Las prótesis también pueden reunir diferentes formas de lo heroico. Los héroes de mármol del comunismo con los héroes de plástico de la sociedad de consumo. El héroe de las mil medallas, que inmortalizó el comunismo soviético, puede terminar calzando, a través de un dispositivo ortopédico, los zapatos de Goofy, el dibujo animado de Walt Disney. Las orejas y los guantes de Mickey Mouse crecen sobre un pedestal concebido para celebrar ese tiempo que, se supone, inauguraría la verdadera historia humana; una historia esterilizada, vaciada de toda contradicción. "The Happiest Place On Earth" o "Where Dreams Come True”, los lemas con que se nos incita a que visitemos Disney World podrían muy bien haber servido para describir la promesa del país de Jauja que proponía el comunismo. Aunque no se debe olvidar el misterio que late en lo cíclico: dentro de lo que parece idéntico se esconde lo más heterogéneo.
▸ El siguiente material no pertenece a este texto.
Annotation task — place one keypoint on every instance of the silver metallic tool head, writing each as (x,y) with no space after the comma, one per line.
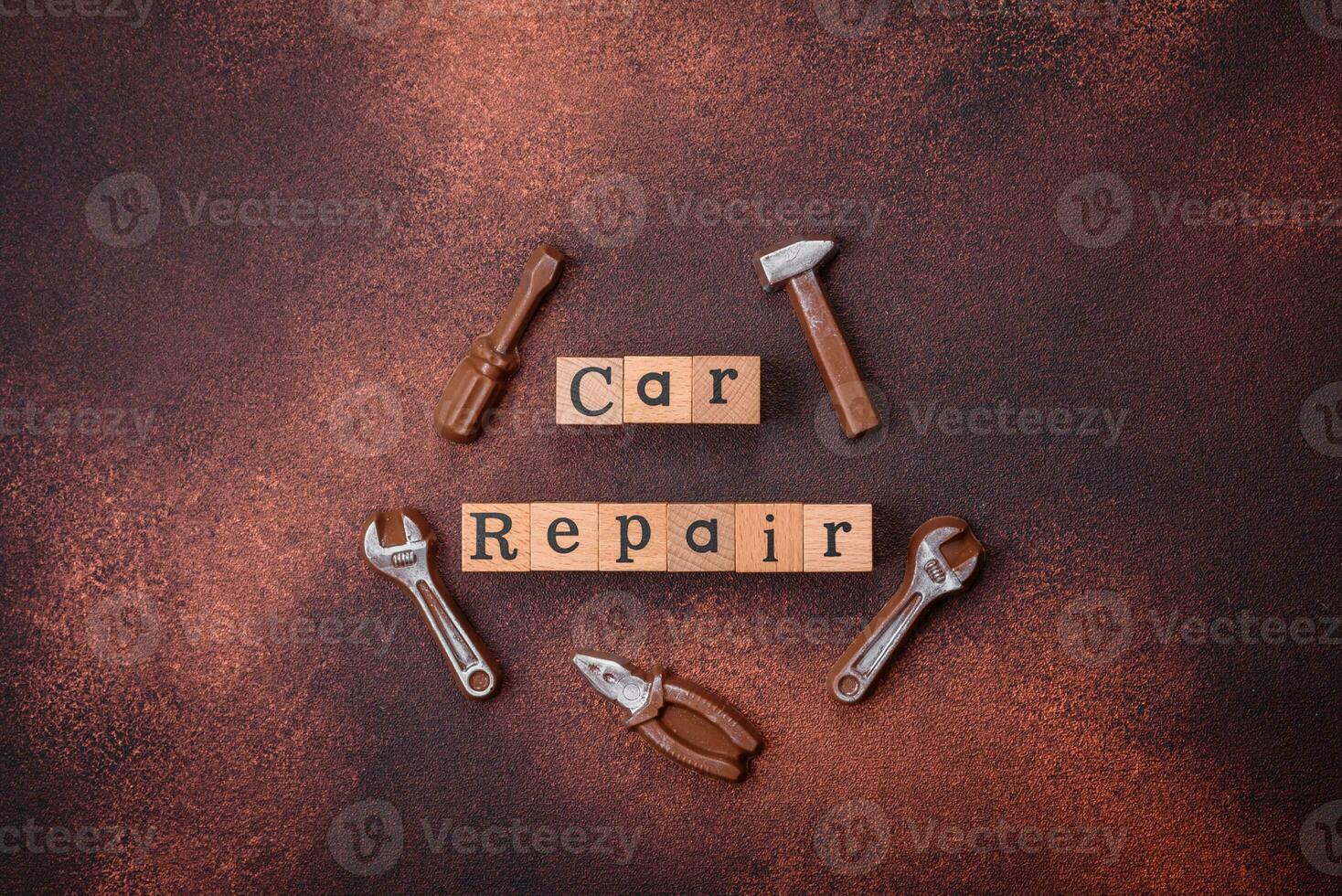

Las prótesis de Arenas nos ayudan a entender mejor el acertijo en forma de broma que nos proponía la sabiduría popular cubana. ¿Serán iguales el capitalismo que antecedió al comunismo y el que lo sucederá? Serán tan iguales, nos dicen los íconos pictóricos de Arenas, que nadie podrá sospechar nunca que no se trata de lo mismo. Ese es el misterio de lo cíclico, de las prótesis; que nos permiten soñar con un tiempo en el que todo vuelva a ser como nunca fue.
Este artículo apareció originalmente en Landscapes and Structures, un catálogo dedicado a la obra de Néstor Arenas.